Die European Climate Foundation (EFC) ist kein österreichischer Mitgliederverein oder eine NGO, sondern eine private Stiftung mit Hauptsitz in Den Haag und Niederlassungen in Brüssel, Berlin, London und Warschau, mit der unter anderem Lobbygelder von anderen Stiftungen zugunsten Investitionen in ausgewählte Energieformen umverteilt werden. Durch die Finanzierung des Klimarats und einen inzwischen eingestandenen engen Kontakt mit Mitarbeitern des Bundesministeriums für Klimaschutz, Umwelt, Energie, Mobilität, Innovation und Technologie sollen Entscheidungsprozesse in der Gesetzgebung bzw. Vollziehung des Bundes unmittelbar beeinflusst werden. Im Gegensatz zum EU-Transparenz-Register scheint die ECF jedoch nicht im österreichischen Lobbying- und Interessenvertretungsregister auf. Lobbyisten dürfen Lobbying-Tätigkeiten jedoch eigentlich nur ab Bekanntgabe zur Eintragung in das Lobbying- und Interessenvertretungs-Register sowie während aufrechter Eintragung ausüben.
Der Verdacht einer angestrebten Beeinflussung der Bundesministerin für Klimaschutz, Umwelt, Energie, Mobilität, Innovation und Technologie, Leonore Gewessler, erhärtete sich zudem durch die jüngst erfolgte Beantwortung einer parlamentarischen Anfrage betreffend „der Klimarat als Spielball der Lobbyisten“.[4] Dort heißt es:
Konkret finanziert die ECF mit insgesamt rd. € 100.000 einerseits einen Teil der begleitenden wissenschaftlichen Evaluierung des Projektes, andererseits die Arbeit zur Einbindung der Zivilgesellschaft (2 Mitarbeiterinnen in Teilzeit), mit jeweils der Hälfte des oben genannten Betrags.
Die Bundesministerin lässt sich ihr Prestigeprojekt somit von einer im EU-Transparenz-Register verzeichneten Organisation mit € 200.000 subventionieren, die jedoch nicht im österreichischen Lobbying- und Interessenvertretungsregister eingetragen ist. Die European Climate Foundation wird zum Gatekeeper für die Einbindung der Zivilgesellschaft. Ob auch mit dem Klimarat in wirtschaftlicher Verbindung stehende Unternehmen wie die Agentur Lockl & Keck GmbH Gelder von ECF bekommen, bleibt unklar. Jedenfalls geht aus der Anfragebeantwortung hervor, dass es einen steten Austausch des Ministeriums mit der ECF gibt:
Vertreter:innen des Ministeriums hatten seit Beginn der Planungen für den österreichischen Klimarat ab April 2021 regelmäßigen Kontakt mit der European Climate Foundation.
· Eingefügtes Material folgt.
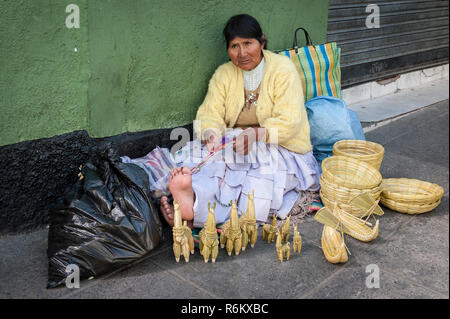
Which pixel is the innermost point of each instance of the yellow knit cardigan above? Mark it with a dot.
(280, 109)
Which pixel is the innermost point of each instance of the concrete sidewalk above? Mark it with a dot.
(411, 252)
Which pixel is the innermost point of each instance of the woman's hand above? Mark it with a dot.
(211, 140)
(243, 143)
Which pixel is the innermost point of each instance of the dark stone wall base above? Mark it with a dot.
(34, 175)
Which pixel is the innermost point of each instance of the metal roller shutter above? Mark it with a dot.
(412, 35)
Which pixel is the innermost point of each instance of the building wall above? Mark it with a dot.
(131, 66)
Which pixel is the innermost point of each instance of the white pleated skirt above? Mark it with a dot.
(275, 174)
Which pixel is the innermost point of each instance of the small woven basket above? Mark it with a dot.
(350, 173)
(410, 196)
(355, 211)
(369, 152)
(343, 194)
(411, 191)
(409, 208)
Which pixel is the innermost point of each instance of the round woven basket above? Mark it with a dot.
(369, 152)
(350, 173)
(411, 191)
(347, 208)
(409, 208)
(342, 194)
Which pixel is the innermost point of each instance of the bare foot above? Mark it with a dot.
(167, 210)
(181, 188)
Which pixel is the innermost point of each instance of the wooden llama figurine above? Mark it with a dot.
(231, 232)
(297, 241)
(243, 226)
(183, 244)
(285, 229)
(252, 228)
(208, 238)
(269, 231)
(283, 250)
(248, 225)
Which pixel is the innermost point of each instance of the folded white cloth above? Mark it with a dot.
(275, 174)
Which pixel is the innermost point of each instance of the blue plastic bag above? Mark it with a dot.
(330, 121)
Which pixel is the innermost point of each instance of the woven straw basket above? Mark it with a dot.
(342, 194)
(369, 152)
(350, 173)
(409, 208)
(355, 211)
(410, 196)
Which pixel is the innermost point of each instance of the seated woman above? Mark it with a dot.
(257, 100)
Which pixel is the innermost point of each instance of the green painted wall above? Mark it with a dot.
(139, 65)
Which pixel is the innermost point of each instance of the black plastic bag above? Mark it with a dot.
(106, 221)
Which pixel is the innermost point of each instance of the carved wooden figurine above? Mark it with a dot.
(231, 232)
(248, 225)
(252, 228)
(283, 250)
(285, 229)
(208, 238)
(269, 231)
(243, 226)
(297, 241)
(183, 244)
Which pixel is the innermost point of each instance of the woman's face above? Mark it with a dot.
(245, 53)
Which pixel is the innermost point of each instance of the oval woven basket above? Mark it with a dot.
(350, 173)
(409, 208)
(343, 194)
(411, 191)
(369, 152)
(345, 207)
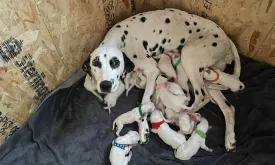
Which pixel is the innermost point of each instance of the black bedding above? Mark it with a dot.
(72, 128)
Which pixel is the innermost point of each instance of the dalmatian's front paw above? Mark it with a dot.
(230, 141)
(110, 101)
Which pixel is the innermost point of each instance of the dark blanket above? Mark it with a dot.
(72, 128)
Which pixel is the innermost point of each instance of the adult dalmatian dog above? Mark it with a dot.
(201, 43)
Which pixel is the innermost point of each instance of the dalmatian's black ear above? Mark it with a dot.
(86, 67)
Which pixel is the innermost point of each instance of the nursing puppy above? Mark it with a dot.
(169, 64)
(218, 77)
(121, 147)
(160, 127)
(194, 143)
(135, 115)
(170, 94)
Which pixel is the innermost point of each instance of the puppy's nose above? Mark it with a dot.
(105, 86)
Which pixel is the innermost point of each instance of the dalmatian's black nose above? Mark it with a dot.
(106, 86)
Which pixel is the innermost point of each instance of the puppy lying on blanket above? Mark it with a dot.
(194, 143)
(160, 127)
(170, 95)
(135, 115)
(121, 147)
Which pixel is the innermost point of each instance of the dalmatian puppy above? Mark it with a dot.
(227, 80)
(121, 147)
(135, 115)
(147, 35)
(186, 121)
(169, 136)
(194, 143)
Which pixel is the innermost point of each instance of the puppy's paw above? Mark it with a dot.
(110, 101)
(230, 141)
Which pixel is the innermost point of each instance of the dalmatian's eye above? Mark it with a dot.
(96, 62)
(114, 62)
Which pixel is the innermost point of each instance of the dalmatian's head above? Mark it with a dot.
(105, 65)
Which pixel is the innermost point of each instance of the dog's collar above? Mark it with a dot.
(177, 63)
(200, 133)
(167, 54)
(157, 125)
(121, 146)
(140, 111)
(217, 78)
(165, 84)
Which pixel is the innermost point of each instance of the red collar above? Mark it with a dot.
(157, 125)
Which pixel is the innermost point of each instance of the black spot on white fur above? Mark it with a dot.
(114, 62)
(179, 48)
(145, 44)
(143, 19)
(163, 41)
(161, 49)
(154, 48)
(228, 103)
(96, 62)
(202, 91)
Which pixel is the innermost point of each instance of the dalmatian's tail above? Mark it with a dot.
(237, 67)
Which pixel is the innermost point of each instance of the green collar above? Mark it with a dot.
(200, 133)
(140, 111)
(177, 63)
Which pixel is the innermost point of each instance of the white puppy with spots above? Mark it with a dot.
(194, 143)
(201, 42)
(121, 147)
(160, 127)
(135, 115)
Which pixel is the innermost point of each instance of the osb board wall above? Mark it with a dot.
(42, 42)
(250, 23)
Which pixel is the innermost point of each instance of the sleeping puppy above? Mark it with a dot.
(194, 143)
(218, 77)
(160, 127)
(170, 94)
(121, 147)
(135, 115)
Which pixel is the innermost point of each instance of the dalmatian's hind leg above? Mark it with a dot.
(198, 54)
(229, 113)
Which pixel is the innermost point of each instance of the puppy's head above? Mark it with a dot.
(105, 66)
(132, 137)
(203, 125)
(144, 130)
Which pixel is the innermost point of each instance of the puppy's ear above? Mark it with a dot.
(86, 66)
(128, 64)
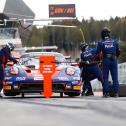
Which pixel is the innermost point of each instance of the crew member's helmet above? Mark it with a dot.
(83, 46)
(105, 32)
(10, 46)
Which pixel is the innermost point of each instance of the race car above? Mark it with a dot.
(26, 77)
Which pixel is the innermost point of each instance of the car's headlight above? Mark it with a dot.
(13, 70)
(70, 71)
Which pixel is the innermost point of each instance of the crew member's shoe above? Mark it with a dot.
(89, 93)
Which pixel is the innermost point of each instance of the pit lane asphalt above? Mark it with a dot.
(56, 111)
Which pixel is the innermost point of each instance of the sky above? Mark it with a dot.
(98, 9)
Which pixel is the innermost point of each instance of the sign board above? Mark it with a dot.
(62, 10)
(47, 68)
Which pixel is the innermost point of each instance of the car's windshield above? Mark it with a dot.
(33, 58)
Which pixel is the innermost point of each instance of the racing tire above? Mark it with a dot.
(61, 95)
(10, 94)
(71, 94)
(122, 90)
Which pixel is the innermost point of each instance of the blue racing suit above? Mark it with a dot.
(5, 54)
(90, 71)
(110, 50)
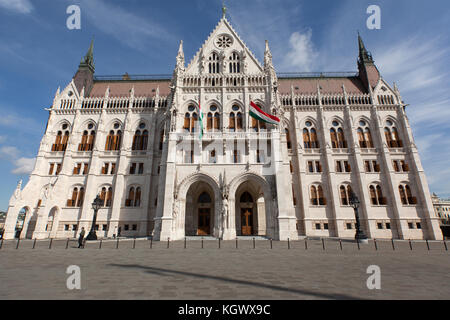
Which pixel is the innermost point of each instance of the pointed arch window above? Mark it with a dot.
(234, 65)
(213, 65)
(235, 119)
(114, 139)
(364, 135)
(62, 138)
(392, 135)
(345, 191)
(376, 195)
(406, 195)
(337, 136)
(317, 195)
(310, 140)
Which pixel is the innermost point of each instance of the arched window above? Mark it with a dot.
(246, 198)
(234, 64)
(392, 136)
(204, 198)
(87, 140)
(406, 195)
(213, 119)
(364, 136)
(310, 136)
(62, 137)
(114, 139)
(137, 201)
(317, 195)
(337, 136)
(129, 202)
(376, 195)
(288, 139)
(345, 192)
(235, 119)
(77, 198)
(213, 66)
(258, 125)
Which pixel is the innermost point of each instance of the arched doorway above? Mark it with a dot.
(251, 215)
(20, 222)
(199, 213)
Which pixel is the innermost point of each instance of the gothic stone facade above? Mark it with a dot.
(135, 142)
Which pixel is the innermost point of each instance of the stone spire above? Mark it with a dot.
(84, 78)
(180, 57)
(88, 60)
(364, 55)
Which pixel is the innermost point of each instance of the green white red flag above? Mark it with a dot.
(260, 115)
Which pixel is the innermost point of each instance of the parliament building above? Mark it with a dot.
(137, 142)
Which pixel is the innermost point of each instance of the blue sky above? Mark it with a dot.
(38, 54)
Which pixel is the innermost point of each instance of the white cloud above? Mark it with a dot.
(19, 6)
(24, 165)
(416, 63)
(9, 153)
(302, 54)
(123, 25)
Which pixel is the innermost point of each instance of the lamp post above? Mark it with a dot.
(354, 202)
(95, 205)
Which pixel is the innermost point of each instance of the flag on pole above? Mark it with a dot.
(260, 115)
(200, 118)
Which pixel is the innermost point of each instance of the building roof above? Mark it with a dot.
(122, 88)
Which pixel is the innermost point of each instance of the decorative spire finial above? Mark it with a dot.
(224, 9)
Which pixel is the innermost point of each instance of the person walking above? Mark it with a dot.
(80, 239)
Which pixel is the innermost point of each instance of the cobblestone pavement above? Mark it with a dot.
(226, 273)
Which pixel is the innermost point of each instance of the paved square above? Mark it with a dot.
(226, 273)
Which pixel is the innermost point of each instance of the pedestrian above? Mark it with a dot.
(80, 239)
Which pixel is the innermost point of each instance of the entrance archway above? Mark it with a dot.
(253, 207)
(199, 212)
(20, 222)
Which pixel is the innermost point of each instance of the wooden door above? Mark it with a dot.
(247, 222)
(203, 222)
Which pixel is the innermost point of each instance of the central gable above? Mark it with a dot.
(220, 46)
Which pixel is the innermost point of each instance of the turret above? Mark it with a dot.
(84, 78)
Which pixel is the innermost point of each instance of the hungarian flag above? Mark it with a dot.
(260, 115)
(200, 122)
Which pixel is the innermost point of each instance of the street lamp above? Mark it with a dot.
(354, 202)
(95, 205)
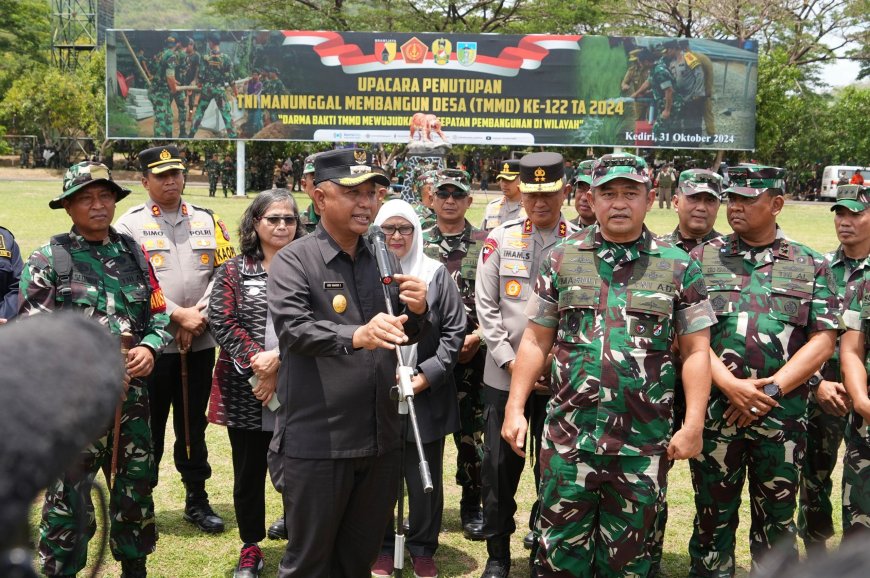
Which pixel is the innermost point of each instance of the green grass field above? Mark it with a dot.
(184, 552)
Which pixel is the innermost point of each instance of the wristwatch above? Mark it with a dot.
(773, 390)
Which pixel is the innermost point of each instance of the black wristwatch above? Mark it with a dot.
(773, 390)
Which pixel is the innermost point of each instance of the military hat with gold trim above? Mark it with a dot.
(542, 173)
(695, 181)
(856, 198)
(619, 166)
(83, 174)
(160, 159)
(348, 168)
(510, 170)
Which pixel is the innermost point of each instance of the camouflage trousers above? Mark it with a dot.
(469, 438)
(596, 514)
(212, 185)
(773, 460)
(133, 533)
(216, 93)
(161, 100)
(856, 477)
(815, 512)
(180, 99)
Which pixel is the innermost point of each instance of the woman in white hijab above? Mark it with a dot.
(435, 391)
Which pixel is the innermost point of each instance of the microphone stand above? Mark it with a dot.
(406, 408)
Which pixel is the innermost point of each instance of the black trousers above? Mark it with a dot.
(502, 468)
(336, 511)
(164, 389)
(425, 511)
(249, 472)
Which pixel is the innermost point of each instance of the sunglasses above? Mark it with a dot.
(278, 219)
(457, 194)
(403, 230)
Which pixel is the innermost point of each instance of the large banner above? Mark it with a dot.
(568, 90)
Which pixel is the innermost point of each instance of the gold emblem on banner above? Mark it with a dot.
(339, 303)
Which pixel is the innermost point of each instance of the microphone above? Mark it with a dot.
(382, 255)
(57, 394)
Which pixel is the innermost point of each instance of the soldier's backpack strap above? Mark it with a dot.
(62, 261)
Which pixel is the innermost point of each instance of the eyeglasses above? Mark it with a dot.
(403, 230)
(275, 220)
(457, 194)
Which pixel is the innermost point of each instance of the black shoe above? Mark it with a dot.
(250, 562)
(496, 568)
(134, 568)
(203, 517)
(472, 525)
(529, 540)
(278, 530)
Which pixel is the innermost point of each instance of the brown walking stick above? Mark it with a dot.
(127, 344)
(185, 391)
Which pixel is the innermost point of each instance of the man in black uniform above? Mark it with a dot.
(338, 429)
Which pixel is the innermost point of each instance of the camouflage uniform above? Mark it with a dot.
(856, 462)
(769, 300)
(825, 431)
(228, 174)
(657, 538)
(309, 218)
(459, 254)
(213, 169)
(182, 67)
(160, 95)
(215, 75)
(107, 285)
(660, 79)
(617, 310)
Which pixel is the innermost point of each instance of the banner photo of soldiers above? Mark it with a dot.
(432, 88)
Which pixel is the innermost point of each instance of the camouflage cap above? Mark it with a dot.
(856, 198)
(458, 178)
(695, 181)
(754, 180)
(308, 165)
(619, 166)
(83, 174)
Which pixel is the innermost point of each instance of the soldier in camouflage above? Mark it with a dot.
(855, 362)
(228, 173)
(828, 401)
(212, 168)
(453, 241)
(215, 75)
(103, 275)
(697, 206)
(179, 97)
(661, 85)
(506, 271)
(582, 183)
(829, 404)
(163, 88)
(309, 218)
(778, 310)
(609, 302)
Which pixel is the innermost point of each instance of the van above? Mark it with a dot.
(838, 174)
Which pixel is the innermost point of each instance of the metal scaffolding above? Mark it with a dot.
(78, 27)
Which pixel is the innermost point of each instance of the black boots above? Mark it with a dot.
(198, 511)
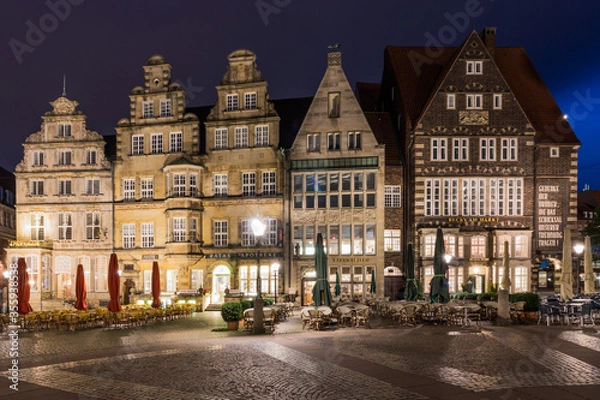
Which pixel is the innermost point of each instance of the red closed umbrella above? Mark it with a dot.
(23, 286)
(155, 285)
(80, 289)
(114, 284)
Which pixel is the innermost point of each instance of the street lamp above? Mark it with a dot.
(258, 228)
(578, 250)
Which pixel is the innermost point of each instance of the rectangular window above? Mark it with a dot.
(147, 188)
(156, 143)
(250, 101)
(269, 184)
(92, 187)
(474, 101)
(179, 229)
(261, 134)
(241, 137)
(65, 226)
(220, 185)
(90, 157)
(220, 233)
(221, 142)
(128, 236)
(64, 157)
(166, 108)
(249, 184)
(450, 101)
(509, 149)
(175, 142)
(147, 230)
(460, 149)
(64, 187)
(148, 109)
(128, 189)
(438, 149)
(392, 196)
(354, 142)
(232, 102)
(137, 145)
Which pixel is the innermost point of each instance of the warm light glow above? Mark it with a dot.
(258, 228)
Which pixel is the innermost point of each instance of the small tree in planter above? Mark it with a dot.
(232, 314)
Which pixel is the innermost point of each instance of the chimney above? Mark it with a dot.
(488, 36)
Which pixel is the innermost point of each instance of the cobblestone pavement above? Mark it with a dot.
(194, 358)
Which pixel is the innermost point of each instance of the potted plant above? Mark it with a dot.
(232, 314)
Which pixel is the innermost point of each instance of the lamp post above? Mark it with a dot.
(578, 250)
(258, 228)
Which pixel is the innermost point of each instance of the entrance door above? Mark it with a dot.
(221, 282)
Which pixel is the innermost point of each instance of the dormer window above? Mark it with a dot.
(474, 67)
(63, 130)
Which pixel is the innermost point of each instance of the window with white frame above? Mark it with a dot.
(147, 230)
(148, 109)
(91, 157)
(392, 196)
(179, 229)
(450, 101)
(220, 233)
(92, 186)
(147, 188)
(460, 149)
(128, 234)
(38, 158)
(221, 142)
(354, 141)
(261, 134)
(166, 108)
(497, 102)
(250, 101)
(220, 185)
(478, 244)
(391, 240)
(137, 144)
(93, 227)
(249, 184)
(474, 67)
(474, 101)
(64, 157)
(269, 183)
(232, 102)
(439, 149)
(65, 226)
(63, 130)
(487, 149)
(508, 151)
(128, 189)
(64, 187)
(313, 142)
(156, 144)
(241, 137)
(175, 142)
(36, 188)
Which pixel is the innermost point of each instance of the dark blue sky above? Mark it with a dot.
(101, 46)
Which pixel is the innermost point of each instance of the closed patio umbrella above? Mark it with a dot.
(411, 293)
(439, 285)
(588, 271)
(114, 284)
(24, 293)
(80, 289)
(566, 279)
(155, 285)
(321, 290)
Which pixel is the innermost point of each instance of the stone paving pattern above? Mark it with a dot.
(192, 359)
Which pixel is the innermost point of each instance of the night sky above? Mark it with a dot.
(101, 46)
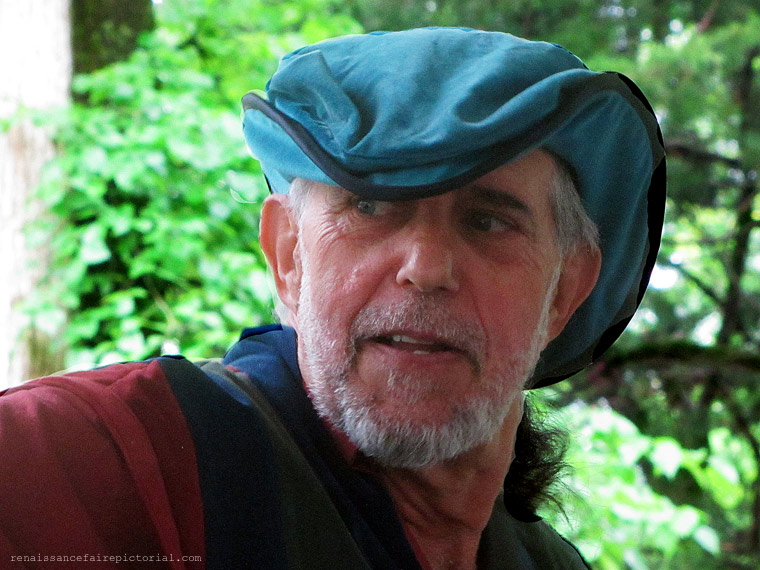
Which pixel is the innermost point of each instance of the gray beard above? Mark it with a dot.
(400, 442)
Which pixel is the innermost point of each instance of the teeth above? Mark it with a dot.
(403, 338)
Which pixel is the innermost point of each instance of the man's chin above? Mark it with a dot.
(411, 443)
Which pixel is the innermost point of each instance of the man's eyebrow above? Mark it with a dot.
(499, 198)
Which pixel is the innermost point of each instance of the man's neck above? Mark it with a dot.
(445, 507)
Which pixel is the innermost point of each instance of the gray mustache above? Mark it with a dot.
(422, 315)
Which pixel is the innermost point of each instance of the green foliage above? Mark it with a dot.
(612, 515)
(154, 198)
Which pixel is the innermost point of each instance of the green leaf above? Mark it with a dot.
(93, 248)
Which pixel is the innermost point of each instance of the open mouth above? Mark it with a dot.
(413, 344)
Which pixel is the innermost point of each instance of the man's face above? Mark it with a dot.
(419, 322)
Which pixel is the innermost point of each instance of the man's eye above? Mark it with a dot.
(485, 222)
(372, 207)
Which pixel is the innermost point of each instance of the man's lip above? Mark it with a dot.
(415, 341)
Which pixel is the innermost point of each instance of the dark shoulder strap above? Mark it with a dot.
(264, 507)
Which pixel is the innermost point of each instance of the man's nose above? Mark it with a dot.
(427, 260)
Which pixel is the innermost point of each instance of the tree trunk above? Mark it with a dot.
(35, 67)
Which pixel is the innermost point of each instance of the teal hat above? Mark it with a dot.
(406, 115)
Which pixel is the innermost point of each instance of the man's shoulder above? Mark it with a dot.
(530, 543)
(88, 464)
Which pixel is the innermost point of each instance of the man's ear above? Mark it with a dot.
(278, 236)
(580, 271)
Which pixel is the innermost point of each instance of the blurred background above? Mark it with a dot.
(129, 213)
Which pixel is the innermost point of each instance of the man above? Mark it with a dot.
(457, 216)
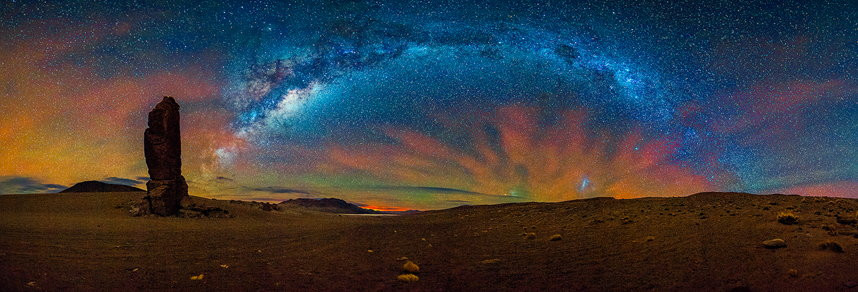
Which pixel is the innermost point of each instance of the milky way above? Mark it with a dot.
(435, 104)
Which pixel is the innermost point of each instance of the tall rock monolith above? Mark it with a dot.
(163, 149)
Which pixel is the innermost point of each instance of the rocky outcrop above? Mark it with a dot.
(99, 187)
(328, 205)
(163, 149)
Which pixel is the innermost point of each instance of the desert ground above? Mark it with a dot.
(87, 241)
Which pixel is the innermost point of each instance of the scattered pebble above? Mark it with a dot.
(408, 278)
(774, 243)
(411, 267)
(792, 273)
(831, 245)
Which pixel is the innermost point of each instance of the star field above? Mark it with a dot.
(434, 104)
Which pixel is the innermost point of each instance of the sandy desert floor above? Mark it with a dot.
(703, 242)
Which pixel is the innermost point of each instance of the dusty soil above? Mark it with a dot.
(703, 242)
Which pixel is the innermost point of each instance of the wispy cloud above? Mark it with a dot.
(26, 185)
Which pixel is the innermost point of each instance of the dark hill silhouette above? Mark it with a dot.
(329, 205)
(99, 187)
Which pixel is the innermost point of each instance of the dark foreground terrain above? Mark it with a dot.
(703, 242)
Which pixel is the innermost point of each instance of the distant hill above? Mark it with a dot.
(328, 205)
(99, 187)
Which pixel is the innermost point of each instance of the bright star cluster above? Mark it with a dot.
(433, 104)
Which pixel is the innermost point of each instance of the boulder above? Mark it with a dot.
(163, 150)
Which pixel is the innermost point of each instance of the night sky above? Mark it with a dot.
(434, 104)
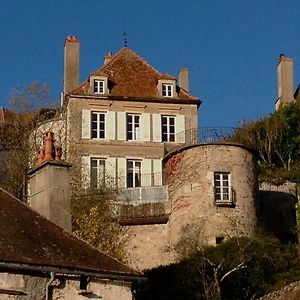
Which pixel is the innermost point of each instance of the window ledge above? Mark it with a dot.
(225, 203)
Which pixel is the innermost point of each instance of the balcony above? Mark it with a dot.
(205, 135)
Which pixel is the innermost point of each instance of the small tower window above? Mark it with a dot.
(99, 86)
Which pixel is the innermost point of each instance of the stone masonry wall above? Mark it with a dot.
(191, 193)
(148, 246)
(191, 187)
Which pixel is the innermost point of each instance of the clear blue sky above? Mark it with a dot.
(230, 47)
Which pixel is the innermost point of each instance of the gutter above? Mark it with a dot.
(102, 275)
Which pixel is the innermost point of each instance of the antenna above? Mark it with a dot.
(124, 34)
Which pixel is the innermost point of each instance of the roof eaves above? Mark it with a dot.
(135, 276)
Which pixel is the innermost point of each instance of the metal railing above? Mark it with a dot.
(144, 194)
(206, 134)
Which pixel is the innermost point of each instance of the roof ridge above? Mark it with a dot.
(66, 232)
(118, 54)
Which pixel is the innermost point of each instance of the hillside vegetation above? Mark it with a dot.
(277, 139)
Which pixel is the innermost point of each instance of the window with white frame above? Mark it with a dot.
(98, 125)
(133, 127)
(99, 86)
(133, 173)
(167, 90)
(168, 128)
(222, 187)
(97, 172)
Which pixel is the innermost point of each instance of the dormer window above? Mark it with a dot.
(167, 90)
(99, 86)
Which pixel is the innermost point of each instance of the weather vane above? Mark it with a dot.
(125, 38)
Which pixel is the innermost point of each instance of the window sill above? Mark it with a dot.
(225, 203)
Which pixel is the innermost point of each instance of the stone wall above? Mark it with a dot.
(192, 192)
(192, 203)
(148, 246)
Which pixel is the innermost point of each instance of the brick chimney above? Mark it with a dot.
(285, 81)
(71, 63)
(183, 79)
(49, 185)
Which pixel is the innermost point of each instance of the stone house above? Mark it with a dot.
(40, 260)
(131, 126)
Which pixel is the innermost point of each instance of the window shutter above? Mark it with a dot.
(86, 124)
(110, 171)
(156, 125)
(145, 127)
(85, 173)
(110, 125)
(121, 126)
(180, 129)
(146, 173)
(157, 171)
(121, 172)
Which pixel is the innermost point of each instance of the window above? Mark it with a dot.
(133, 173)
(167, 90)
(97, 172)
(168, 128)
(98, 125)
(219, 239)
(99, 86)
(133, 127)
(222, 188)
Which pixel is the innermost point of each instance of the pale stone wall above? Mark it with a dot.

Über die Inhalte des Kontakts verschweigt man sich großteils. Mit dem Knowledge Network on Climate Assemblies (KNOCA) betreibt die European Climate Foundation eine Plattform, um Klimaräte in ihrem Sinn zu koordinieren und zu beraten. „Dabei geht es um den Austausch von Erfahrungen und um gegenseitiges Lernen“, heißt es in der Anfragebeantwortung. Offen bleibt, welche Erfahrungen das Ministerium der Stiftung zur Verfügung stellt und was man von dieser lernen möchte. Die Ziele und Aufgaben dieser Organisation sind nämlich keineswegs sachlich und überparteilich, sondern verfolgen eine klare Agenda gegen Co2-emittierende Energieformen, wie ein Blick ins EU-Transparenz-Register offenbart:
The European Climate Foundation (ECF) was established in early 2008 as a major philanthropic initiative to build evidence, public understanding and activities which support climate, energy and other policies that greatly reduce Europe’s greenhouse gas (GHG) emissions and to help Europe play an even stronger international leadership role to mitigate climate change.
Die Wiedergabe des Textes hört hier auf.